From Left: Katelyn Steel, Senator Brian Shiozawa, Spencer Merrick, John Sanchez.
From Left: Katelyn Steel, Senator Brian Shiozawa, Spencer Merrick, John Sanchez.

“We are not blaming anyone in this documentary,” Sanchez said. “We are emphasizing that this is an urgent problem that needs action sooner rather than later. Real people are being affected by lack of affordable access to care.”

The documentary focuses on the lives of people who can’t afford health care, such as Rai and Dil Gurumg, two childless refugees who were brought to the U.S. where they received federal health insurance for eight months but then were left to fend for themselves.’

“Even if they want to work and are working,” Merrick said, “many of the people we interviewed could not pay for health care out-of-pocket since they are not above the poverty line.”

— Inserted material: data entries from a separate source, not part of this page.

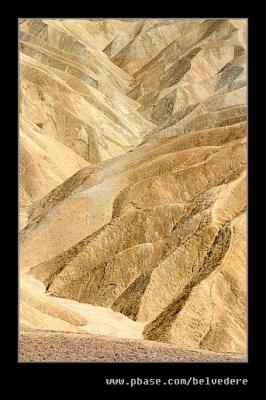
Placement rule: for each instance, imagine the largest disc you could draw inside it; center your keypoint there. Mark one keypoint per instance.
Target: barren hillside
(133, 180)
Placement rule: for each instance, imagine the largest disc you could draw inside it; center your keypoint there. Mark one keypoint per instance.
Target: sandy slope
(149, 239)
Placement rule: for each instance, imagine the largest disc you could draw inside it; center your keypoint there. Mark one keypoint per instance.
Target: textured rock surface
(149, 118)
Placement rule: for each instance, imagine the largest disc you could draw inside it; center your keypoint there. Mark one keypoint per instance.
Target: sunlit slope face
(153, 225)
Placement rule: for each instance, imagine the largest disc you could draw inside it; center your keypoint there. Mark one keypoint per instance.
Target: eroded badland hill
(133, 181)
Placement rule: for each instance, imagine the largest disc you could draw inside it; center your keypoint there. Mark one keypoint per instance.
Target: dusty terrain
(60, 346)
(133, 188)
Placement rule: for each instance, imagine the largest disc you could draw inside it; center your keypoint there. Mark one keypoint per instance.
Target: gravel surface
(59, 346)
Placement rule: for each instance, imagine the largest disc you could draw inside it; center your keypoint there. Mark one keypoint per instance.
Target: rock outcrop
(136, 199)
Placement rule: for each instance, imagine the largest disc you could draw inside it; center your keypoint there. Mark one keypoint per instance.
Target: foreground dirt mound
(154, 226)
(58, 346)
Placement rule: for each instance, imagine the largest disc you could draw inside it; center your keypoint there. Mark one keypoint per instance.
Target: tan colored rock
(133, 133)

Carol Frisby was interviewed a month before she passed away. She was on the Primary Care Network (PCN), a program designed by the state as a bandage to cover the “donut hole.” PCN covers doctor appointments and prescriptions, but there is little to no funding for an examination, such as a colonoscopy. Frisby needed a colonoscopy for years for her progressing colon cancer, a curable disease until it reaches stage four. She was forced to go to the ER when her conditions had become unbearable and received some intense treatments, but it was too late.

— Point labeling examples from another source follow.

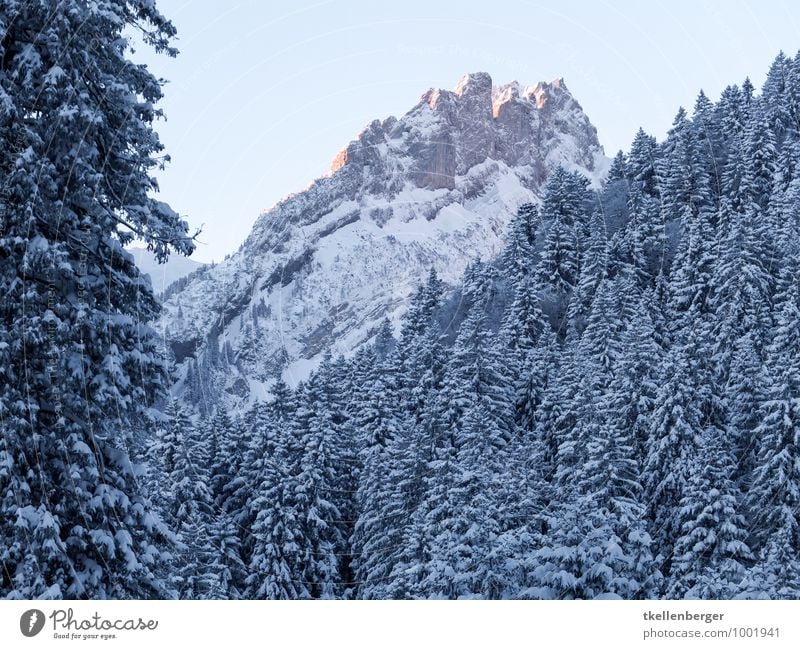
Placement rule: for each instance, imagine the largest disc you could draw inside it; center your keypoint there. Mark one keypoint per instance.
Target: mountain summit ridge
(434, 188)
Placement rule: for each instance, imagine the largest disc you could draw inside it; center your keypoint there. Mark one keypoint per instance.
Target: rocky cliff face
(323, 267)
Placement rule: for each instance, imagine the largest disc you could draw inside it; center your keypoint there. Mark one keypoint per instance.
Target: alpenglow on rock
(322, 268)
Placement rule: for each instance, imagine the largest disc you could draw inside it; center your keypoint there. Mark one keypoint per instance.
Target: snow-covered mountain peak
(433, 188)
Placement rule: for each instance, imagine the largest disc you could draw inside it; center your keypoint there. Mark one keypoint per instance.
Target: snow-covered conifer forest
(604, 405)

Currently, 65,000 people in Utah do not have health insurance because they cannot meet the criteria for Medicaid coverage. Merrick said the documentary helps to put a face on the problem,

“We cannot wait any longer, we cannot push it to the next legislature session,” Merrick said. “We need to put ideologies aside and look at what Utah wants.”

Merrick and Sanchez both came from film backgrounds before they went to medical school. They created the film with the support of 20 other medical students and one law student. “Donut Hole: Life in the Medicaid Coverage Gap” will be shown on Tuesday at the new law building. It will also be posted online.